Combustion characteristics of colloidal droplets of jet fuel and carbon based nanoparticles

Addition of micro and nano-sized particles to liquid fuels has proven to be a successful mechanism to improve certain combustion characteristics such as burning rate and ignition delay. In this study, sub-millimeter size droplets of colloidal suspensions of jet fuel and different types of carbon based nanoparticles were ignited and burned at ambient conditions to investigate the effects of particle size and morphology on combustion behavior. Carbon nanoparticles, nanotubes, and nanoplatelets with dimensions in the range of 2-3 nm to 100 nm were added to jet fuel at a wide range of mass concentrations.

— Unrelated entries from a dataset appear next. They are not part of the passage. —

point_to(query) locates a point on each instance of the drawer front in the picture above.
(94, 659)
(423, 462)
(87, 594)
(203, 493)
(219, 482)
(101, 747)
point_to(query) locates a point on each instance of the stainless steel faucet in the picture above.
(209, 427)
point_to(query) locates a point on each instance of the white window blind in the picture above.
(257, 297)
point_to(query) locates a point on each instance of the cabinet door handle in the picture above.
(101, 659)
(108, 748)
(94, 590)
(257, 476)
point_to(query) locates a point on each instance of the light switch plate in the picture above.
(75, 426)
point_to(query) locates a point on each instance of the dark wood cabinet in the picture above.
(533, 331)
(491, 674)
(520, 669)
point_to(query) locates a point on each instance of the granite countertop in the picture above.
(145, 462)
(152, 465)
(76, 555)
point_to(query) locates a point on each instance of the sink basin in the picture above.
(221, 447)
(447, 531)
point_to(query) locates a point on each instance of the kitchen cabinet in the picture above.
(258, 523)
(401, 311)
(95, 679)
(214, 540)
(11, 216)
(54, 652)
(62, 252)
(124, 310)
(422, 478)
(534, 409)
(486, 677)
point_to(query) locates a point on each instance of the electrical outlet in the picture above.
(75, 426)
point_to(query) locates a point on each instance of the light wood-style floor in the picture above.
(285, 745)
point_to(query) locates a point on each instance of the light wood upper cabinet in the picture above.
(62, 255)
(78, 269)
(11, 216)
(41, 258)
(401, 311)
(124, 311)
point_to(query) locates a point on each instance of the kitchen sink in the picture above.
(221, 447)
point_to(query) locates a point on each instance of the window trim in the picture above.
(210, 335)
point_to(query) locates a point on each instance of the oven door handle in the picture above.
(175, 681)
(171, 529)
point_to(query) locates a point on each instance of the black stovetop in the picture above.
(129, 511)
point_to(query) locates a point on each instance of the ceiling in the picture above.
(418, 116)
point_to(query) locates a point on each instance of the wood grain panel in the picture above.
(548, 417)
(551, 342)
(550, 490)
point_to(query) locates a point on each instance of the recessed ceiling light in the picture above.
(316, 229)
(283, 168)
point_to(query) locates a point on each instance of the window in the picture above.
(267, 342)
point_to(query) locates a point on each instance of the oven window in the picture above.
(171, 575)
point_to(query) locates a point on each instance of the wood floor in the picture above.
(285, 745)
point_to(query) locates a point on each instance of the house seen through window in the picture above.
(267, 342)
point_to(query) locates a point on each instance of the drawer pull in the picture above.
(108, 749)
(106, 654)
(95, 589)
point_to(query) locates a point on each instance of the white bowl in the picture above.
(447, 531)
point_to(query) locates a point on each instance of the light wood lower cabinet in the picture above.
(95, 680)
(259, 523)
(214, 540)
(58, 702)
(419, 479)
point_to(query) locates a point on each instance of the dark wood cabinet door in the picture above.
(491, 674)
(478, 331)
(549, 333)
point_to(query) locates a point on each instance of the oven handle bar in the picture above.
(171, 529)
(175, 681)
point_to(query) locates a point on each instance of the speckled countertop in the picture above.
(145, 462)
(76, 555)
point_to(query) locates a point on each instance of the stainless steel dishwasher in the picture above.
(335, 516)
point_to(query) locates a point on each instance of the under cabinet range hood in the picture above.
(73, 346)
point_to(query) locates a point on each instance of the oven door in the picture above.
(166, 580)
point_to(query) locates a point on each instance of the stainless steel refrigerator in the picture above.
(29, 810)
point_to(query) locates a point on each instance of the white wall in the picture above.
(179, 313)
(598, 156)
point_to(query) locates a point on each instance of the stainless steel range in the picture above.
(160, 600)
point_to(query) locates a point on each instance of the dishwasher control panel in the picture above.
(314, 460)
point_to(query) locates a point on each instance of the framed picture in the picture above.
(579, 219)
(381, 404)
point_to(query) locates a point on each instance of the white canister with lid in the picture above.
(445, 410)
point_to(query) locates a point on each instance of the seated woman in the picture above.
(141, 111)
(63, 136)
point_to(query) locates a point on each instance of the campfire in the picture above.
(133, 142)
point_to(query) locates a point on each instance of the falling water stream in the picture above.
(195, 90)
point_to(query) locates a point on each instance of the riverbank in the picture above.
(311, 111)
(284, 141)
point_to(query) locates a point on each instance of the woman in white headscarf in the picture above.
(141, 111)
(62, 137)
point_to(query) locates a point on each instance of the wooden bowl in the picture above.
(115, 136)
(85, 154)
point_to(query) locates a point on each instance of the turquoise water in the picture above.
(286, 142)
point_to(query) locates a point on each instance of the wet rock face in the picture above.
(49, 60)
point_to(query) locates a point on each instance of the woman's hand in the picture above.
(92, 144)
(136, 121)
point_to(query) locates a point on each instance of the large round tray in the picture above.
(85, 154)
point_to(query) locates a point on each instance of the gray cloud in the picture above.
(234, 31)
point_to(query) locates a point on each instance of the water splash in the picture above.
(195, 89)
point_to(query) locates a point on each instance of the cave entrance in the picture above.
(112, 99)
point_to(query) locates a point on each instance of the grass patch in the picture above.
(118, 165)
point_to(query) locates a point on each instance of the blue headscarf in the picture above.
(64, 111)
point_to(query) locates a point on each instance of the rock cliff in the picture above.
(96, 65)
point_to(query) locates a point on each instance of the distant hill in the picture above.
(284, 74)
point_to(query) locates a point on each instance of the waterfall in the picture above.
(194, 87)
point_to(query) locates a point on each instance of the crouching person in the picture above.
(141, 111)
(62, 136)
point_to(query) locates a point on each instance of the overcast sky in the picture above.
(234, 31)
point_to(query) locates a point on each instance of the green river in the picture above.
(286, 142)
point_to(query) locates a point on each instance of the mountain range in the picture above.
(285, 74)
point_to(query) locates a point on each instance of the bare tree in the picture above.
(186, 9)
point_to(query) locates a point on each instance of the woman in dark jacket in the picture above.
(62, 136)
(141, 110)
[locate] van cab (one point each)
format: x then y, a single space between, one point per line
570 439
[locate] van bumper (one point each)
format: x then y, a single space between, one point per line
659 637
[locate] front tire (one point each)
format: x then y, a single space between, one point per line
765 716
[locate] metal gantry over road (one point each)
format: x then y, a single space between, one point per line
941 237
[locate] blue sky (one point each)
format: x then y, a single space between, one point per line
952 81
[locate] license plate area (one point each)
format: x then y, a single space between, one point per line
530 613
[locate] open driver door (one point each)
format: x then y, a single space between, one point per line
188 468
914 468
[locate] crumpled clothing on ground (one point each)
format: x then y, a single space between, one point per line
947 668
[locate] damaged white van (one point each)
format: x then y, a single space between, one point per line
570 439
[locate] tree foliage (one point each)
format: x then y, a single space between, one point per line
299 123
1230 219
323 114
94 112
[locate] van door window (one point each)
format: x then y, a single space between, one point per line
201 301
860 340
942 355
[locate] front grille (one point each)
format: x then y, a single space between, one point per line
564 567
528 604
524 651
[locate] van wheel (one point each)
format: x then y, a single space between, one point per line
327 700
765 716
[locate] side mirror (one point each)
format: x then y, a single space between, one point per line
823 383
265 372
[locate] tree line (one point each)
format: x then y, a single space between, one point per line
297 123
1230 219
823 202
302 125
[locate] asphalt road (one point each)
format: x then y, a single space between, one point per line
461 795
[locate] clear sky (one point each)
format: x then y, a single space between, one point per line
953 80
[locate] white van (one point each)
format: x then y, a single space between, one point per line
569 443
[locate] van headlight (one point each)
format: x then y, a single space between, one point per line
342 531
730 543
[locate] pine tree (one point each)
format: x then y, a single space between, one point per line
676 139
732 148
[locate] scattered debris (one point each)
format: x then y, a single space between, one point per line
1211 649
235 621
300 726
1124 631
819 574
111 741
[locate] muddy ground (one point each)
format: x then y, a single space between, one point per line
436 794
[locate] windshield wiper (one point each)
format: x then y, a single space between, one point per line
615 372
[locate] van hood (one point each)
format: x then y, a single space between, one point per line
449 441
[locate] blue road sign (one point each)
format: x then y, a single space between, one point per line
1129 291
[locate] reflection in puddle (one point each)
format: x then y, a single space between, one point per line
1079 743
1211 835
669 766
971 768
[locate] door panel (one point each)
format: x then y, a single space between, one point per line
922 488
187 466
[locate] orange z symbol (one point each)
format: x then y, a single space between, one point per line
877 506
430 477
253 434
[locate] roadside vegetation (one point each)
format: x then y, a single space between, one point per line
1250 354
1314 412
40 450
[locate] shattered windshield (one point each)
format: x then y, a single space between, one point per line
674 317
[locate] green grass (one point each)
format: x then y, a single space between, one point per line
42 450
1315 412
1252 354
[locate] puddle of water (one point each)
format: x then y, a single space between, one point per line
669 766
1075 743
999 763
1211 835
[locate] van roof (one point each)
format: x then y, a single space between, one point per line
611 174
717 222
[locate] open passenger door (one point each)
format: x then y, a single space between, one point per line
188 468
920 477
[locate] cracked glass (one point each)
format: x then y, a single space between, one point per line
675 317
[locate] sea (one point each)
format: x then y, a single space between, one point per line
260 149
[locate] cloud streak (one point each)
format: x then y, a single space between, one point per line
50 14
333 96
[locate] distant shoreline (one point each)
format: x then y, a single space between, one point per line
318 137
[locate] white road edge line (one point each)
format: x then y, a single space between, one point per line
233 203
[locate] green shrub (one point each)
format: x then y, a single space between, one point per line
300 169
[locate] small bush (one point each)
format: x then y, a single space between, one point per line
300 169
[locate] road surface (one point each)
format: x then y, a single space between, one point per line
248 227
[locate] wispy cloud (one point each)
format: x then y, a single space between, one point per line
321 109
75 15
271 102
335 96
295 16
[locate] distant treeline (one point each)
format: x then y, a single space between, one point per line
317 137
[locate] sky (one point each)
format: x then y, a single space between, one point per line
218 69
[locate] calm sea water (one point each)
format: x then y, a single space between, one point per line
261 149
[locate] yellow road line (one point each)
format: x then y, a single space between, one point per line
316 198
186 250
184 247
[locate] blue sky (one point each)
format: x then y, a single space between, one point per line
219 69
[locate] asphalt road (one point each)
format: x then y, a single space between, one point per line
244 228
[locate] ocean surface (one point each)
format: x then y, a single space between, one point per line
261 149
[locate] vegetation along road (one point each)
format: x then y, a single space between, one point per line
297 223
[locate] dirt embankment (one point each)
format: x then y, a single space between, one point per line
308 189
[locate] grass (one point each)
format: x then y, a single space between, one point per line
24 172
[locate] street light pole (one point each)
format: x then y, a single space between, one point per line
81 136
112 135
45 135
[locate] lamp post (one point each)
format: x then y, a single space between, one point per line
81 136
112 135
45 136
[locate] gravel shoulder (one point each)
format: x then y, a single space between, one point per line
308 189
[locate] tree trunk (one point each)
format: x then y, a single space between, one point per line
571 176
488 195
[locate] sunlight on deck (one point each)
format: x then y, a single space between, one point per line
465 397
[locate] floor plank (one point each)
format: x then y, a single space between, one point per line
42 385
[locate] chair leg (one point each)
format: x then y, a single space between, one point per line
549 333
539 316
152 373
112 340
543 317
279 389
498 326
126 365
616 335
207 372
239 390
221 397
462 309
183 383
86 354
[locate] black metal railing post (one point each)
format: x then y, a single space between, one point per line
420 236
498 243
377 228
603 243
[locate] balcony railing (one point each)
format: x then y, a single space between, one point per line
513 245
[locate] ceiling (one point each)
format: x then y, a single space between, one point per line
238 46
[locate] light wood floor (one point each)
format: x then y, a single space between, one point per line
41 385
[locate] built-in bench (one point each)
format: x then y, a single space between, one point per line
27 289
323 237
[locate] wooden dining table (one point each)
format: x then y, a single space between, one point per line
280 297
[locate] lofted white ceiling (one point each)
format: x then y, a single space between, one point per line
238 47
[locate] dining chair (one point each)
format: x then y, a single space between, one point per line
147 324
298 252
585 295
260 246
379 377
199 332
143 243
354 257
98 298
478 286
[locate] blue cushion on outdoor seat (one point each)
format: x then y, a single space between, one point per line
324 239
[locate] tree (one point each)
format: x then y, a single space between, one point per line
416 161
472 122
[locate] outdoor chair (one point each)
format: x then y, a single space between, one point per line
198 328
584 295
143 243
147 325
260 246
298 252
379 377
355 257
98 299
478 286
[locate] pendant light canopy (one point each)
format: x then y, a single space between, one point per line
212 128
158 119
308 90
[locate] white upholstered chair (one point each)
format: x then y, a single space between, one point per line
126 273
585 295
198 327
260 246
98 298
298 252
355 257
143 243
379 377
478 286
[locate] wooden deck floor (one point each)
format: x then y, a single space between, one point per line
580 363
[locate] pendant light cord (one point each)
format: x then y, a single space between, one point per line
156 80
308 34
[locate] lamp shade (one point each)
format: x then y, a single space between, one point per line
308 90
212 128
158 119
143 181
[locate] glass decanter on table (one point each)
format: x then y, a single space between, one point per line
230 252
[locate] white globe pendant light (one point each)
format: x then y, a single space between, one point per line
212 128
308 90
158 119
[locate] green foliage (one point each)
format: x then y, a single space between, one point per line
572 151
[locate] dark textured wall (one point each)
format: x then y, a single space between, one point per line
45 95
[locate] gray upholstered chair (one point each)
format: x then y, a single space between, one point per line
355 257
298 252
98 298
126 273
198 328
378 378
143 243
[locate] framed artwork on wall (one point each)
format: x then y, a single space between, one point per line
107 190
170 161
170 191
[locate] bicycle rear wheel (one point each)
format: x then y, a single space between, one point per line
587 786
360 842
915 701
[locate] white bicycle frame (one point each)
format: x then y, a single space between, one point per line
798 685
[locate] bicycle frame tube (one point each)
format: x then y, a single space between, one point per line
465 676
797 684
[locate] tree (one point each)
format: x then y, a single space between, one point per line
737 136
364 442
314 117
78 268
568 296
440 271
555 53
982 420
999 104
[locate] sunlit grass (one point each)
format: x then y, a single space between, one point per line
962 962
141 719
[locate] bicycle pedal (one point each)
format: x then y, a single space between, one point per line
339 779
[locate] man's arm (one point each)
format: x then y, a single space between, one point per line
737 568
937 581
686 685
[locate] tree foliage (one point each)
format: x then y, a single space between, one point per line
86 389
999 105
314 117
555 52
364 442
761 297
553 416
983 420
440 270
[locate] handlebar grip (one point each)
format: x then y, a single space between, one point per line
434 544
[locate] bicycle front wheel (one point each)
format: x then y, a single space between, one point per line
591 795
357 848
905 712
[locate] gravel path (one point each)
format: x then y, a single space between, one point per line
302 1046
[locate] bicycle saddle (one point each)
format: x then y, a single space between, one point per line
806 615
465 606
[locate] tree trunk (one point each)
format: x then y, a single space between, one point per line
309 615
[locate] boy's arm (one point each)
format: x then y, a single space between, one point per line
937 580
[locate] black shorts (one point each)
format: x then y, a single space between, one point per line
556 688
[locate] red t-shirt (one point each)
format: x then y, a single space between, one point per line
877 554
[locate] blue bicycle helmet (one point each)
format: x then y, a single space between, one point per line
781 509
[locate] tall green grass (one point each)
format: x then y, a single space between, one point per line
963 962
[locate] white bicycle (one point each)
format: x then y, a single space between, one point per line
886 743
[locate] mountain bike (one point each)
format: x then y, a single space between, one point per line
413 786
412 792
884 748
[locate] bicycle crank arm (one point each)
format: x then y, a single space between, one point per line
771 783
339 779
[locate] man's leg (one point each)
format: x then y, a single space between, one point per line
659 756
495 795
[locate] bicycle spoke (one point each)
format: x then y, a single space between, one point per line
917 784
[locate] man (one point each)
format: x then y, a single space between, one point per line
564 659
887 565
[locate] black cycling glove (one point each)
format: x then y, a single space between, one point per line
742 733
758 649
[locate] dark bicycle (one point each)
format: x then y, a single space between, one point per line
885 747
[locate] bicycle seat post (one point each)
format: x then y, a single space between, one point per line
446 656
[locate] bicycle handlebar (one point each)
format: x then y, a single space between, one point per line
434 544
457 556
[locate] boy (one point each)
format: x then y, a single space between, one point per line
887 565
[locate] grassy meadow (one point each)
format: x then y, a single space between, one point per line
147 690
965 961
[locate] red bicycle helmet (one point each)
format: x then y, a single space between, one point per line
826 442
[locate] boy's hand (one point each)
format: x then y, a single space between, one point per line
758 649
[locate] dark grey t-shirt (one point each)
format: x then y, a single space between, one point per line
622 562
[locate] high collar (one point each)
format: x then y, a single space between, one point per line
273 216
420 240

In general, higher burning rate (7-10% increase) was achieved for all of the carbon additives but it was found that the size and morphology of nanoparticles play an important role in the extent of this increase. For each particle type, a concentration was found at which maximum burning rate was achieved. It was observed that addition of more particle beyond this concentration would result in a burning rate reduction possibly due to the formation of large aggregates. Among the three carbon additives, nanotubes resulted in the highest burning rate increase at only 0.25% particle loading. Improved thermal and optical properties of these suspensions is believed to result in improved heat transfer within the droplet and an increase in the droplet temperature and evaporation rate.